Figure 5: Inference latency versus model size (CPU), KL-MP achieving lowest latency for Mamba-1.4B, showing compute reduction due to precision-guided allocation.

Figure 6: Throughput versus model size (CPU), KL-MP matching/exceeding homogeneous INT4 throughput while preserving high accuracy.

On GPU, the bottleneck shifts: KL-MP configurations dramatically improve throughput and latency (up to $14.5\times$ and $17.6\times$ respectively), but memory reductions plateau due to platform constraints (FP16 compression, embedding dominance).
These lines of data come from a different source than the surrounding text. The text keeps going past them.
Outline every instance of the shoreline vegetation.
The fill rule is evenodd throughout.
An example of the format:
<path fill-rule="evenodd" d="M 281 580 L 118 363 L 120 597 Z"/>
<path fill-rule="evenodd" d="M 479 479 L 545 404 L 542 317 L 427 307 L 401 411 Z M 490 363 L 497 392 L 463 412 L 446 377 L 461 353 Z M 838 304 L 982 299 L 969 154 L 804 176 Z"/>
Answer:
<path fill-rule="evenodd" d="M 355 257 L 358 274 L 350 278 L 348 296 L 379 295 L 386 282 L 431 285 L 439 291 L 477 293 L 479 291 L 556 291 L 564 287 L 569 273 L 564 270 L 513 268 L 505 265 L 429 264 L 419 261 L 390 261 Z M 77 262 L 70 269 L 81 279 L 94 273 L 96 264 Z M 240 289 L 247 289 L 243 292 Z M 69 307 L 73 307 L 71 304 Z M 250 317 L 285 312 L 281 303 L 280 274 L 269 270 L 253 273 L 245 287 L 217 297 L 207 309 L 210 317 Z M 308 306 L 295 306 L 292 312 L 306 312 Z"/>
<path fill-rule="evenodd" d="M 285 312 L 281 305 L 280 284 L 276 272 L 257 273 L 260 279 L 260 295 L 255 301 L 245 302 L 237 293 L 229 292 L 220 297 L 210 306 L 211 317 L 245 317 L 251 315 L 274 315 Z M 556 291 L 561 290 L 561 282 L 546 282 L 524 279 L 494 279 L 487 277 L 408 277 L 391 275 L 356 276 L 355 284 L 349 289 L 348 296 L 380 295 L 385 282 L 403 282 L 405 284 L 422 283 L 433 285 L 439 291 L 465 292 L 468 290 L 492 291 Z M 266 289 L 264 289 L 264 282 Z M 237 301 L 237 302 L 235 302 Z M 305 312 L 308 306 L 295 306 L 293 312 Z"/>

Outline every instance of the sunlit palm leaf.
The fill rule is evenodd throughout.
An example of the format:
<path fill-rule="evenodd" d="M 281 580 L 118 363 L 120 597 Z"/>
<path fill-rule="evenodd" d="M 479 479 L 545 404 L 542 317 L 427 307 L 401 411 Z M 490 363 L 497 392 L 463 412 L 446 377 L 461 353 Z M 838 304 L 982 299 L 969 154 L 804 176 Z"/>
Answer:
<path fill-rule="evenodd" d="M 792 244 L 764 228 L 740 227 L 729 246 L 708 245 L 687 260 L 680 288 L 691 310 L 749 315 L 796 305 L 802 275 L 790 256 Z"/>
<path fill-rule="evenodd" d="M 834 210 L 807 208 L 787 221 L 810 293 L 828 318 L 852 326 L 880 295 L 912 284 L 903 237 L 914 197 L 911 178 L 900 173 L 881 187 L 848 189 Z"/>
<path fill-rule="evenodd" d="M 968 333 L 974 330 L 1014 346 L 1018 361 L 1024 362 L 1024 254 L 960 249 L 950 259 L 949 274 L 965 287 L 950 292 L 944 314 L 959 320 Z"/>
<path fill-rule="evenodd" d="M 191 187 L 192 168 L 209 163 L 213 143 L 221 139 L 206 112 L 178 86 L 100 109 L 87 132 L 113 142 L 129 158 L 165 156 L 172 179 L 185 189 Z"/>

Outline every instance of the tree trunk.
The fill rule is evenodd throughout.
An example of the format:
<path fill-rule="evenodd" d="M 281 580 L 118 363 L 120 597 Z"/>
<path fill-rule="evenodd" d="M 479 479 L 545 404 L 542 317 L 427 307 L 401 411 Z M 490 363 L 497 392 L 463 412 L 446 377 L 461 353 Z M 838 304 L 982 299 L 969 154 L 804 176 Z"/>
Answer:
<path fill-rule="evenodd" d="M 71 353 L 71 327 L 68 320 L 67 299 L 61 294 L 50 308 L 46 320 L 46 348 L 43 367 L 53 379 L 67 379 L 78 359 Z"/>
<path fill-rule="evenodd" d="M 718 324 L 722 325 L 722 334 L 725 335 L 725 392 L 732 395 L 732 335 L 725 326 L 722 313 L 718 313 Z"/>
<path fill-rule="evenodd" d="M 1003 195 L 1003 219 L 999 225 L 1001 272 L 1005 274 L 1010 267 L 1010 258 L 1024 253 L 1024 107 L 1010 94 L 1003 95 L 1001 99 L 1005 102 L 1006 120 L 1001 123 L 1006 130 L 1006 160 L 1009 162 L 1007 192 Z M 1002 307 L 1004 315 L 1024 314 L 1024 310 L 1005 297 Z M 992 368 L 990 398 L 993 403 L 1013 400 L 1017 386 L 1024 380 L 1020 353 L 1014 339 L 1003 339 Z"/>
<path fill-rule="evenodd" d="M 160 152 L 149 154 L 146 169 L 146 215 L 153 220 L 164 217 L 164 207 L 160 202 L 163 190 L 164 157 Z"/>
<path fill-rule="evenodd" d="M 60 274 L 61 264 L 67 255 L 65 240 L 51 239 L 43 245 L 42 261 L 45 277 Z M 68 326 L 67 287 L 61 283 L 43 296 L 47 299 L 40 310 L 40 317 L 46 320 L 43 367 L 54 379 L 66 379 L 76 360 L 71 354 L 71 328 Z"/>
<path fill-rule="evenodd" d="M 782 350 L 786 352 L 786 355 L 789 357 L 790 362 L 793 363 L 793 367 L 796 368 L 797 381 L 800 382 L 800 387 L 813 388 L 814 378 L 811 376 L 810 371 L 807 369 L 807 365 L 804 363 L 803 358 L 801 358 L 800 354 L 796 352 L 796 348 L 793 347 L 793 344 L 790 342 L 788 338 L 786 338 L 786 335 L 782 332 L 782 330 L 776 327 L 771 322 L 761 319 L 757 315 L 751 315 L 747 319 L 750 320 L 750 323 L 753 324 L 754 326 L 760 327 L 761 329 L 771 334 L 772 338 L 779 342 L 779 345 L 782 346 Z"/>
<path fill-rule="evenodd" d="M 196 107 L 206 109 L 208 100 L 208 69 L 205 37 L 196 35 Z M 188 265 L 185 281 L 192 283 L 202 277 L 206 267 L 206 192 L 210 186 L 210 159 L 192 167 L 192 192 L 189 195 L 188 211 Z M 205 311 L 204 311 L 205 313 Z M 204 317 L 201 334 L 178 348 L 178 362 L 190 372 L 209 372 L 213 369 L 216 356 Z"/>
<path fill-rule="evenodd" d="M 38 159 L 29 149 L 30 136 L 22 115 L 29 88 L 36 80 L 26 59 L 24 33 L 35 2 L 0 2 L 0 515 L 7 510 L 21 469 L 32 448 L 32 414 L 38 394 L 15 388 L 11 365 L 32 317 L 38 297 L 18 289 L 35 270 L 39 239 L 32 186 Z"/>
Perplexity remains at baseline up to critical sensitivity cliff, confirming the effectiveness of KL-based layer selection.

Figure 7: GPU profiling of Mamba2-130M, showing that KL-guided quantization delivers large throughput gains without perplexity cost up to the precision cliff.

Implications and Forward Outlook

This work offers a rigorous quantization sensitivity metric—KL divergence—that addresses the limitations of legacy proxies in hybrid sequence models. The forward-only approach is highly scalable, avoiding retraining and adaptation cycles, and is amenable to proprietary and privacy-sensitive deployment contexts. The empirical results substantiate mixed-precision allocation as a clear improvement for edge deployment of advanced LLMs, with substantial reductions in size, compute, and latency, while preserving accuracy.

The theoretical framework suggests future research into dynamic sensitivity-guided quantization, possibly adaptive at runtime, and extension to more complex hybrid architectures (e.g., multi-modal, emergent memory designs). Integration with hardware profiling pipelines and refined bit allocation could further optimize the Pareto frontier for on-device intelligence.

Conclusion

The paper rigorously demonstrates that KL-divergence-driven sensitivity analysis outperforms prior mixed-precision quantization strategies for SSM-Transformer hybrids, both theoretically and empirically. The methodology advances post-training quantization by leveraging forward signals and probability-space metrics, enabling efficient deployment on real-world edge hardware. The findings imply substantial practical improvements for sequence modeling on resource-constrained platforms, and set a foundation for future advances in quantization-aware model design and deployment (2604.13440).